El color de Faitelson

Condenado al fracaso...

Sé muy bien cómo y cuándo terminan estas historias de anhelos y sueños del futbol mexicano. Espero, esta vez, equivocarme.

El América tiene ya un objetivo: ganarle al campeón de Asia y así probarse a sí mismo y a la Liga que representa ante el campeón de la Champions, el histórico Barcelona en el Mundial de Clubes.

La pregunta tendría que ser: ¿Cuál debe ser la prioridad del América en el 2015: recuperar el título de la Liga MX o concentrarse en la actuación que tanto ha esperado el área futbolística y el futbol mexicano en el Mundial de Clubes? Puede intentar hacer las dos cosas. Puede perderse ambas por su voracidad.

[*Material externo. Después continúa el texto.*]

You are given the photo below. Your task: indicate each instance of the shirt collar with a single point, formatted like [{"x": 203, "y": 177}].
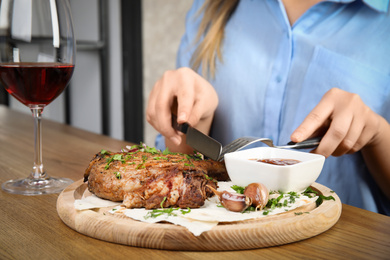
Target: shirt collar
[{"x": 378, "y": 5}]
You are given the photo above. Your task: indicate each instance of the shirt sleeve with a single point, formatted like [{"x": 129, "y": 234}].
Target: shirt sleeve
[
  {"x": 188, "y": 41},
  {"x": 186, "y": 49}
]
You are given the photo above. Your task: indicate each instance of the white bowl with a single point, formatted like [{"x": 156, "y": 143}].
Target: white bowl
[{"x": 297, "y": 177}]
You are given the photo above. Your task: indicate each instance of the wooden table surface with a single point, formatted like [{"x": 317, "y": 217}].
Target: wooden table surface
[{"x": 31, "y": 228}]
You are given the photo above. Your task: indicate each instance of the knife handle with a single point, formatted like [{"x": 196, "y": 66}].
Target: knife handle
[
  {"x": 179, "y": 127},
  {"x": 309, "y": 143}
]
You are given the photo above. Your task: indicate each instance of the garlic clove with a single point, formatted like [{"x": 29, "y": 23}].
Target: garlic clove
[
  {"x": 233, "y": 201},
  {"x": 259, "y": 194}
]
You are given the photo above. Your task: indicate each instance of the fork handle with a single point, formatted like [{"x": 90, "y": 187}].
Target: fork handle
[{"x": 308, "y": 143}]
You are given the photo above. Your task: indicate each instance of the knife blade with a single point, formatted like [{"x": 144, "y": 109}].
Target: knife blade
[{"x": 202, "y": 143}]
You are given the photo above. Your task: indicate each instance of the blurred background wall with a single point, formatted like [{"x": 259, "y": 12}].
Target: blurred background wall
[{"x": 110, "y": 35}]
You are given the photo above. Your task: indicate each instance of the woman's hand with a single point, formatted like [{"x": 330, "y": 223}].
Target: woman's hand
[
  {"x": 196, "y": 103},
  {"x": 348, "y": 126}
]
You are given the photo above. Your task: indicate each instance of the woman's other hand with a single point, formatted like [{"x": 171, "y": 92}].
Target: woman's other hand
[
  {"x": 196, "y": 102},
  {"x": 348, "y": 126}
]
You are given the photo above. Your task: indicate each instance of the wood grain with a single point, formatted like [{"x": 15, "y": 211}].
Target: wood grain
[{"x": 264, "y": 232}]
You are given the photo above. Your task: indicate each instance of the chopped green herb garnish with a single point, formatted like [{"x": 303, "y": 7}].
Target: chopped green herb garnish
[
  {"x": 184, "y": 211},
  {"x": 104, "y": 152},
  {"x": 162, "y": 202},
  {"x": 321, "y": 197},
  {"x": 160, "y": 158},
  {"x": 238, "y": 189},
  {"x": 118, "y": 175}
]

La complejidad del Mundial de Clubes radicará primero en ganar el juego de los cuartos de final ante el campeón de Asia (dos equipos del golfo pérsico, un chino y un japonés se encuentran en las instancias definitivas). Si el América cree que tiene ganado ese primer juego, jamás verá al Barcelona. Si lo toma con seriedad, se prepara bien, busca los tiempos adecuados para el largo viaje y para la aclimatación horaria, puede tener oportunidad de alcanzar el ansiado choque de semifinales ante el Barcelona de Messi, Neymar y Luis Suárez. Y ahí, sin tener mucha oportunidad de vencer, puede mostrar las bonanzas y avances de la Liga MX.

El problema está centrado en que no hay una planeación específica para afrontar el Mundial de Clubes. Los equipos mexicanos (11 en la historia) se lo han tomado de forma relajada y no como una empresa seria donde realmente puedes y quieres medirte ante niveles más desarrollados.

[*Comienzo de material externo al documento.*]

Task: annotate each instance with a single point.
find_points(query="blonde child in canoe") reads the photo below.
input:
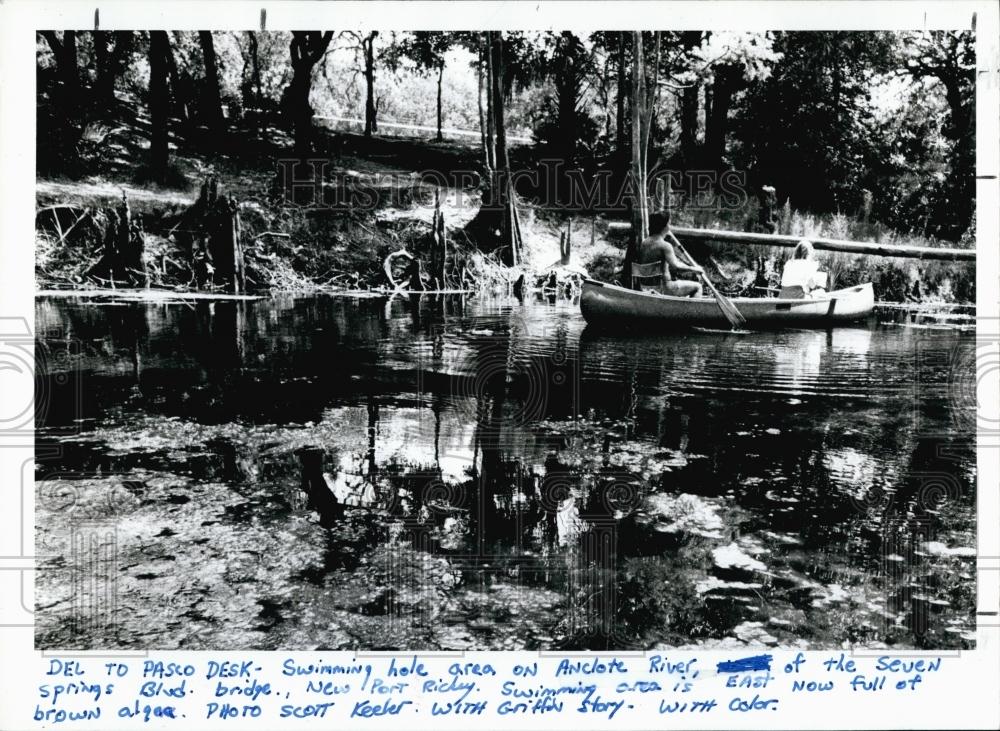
(801, 277)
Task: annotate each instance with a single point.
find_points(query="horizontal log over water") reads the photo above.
(853, 247)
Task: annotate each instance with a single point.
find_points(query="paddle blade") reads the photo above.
(729, 311)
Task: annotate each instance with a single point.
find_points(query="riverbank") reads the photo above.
(312, 249)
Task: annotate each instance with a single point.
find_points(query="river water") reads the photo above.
(440, 473)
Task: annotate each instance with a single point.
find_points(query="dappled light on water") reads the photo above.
(445, 474)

Yo casi conozco el desenlace de esta historia: el América será presionado a jugar la Liguilla y ahí, mientras piensa en sus necesidades domésticas y mientras planea la travesía al lejano oriente, va a encontrar distractores que le podrían conducir al fracaso, incluso, en los dos eventos.

Tampoco espero que Ricardo Peláez salga mañana y diga categóricamente: “Señores, renunciamos a la Liga para concentrarnos en el partido de cuartos de final del Mundial de Clubes y luego en el choque ante el Barcelona”. El América no puede hacer eso y mientras un equipo mexicano no tenga ese atrevimiento, difícilmente dará de qué hablar en un Mundial de Clubes.

Damas y caballeros, no me gustaría decirlo, pero el América parece condenado al fracaso, porque buscando el Mundial de Clubes descuidará la Liga y buscando la Liga descuidará el Mundial de Clubes.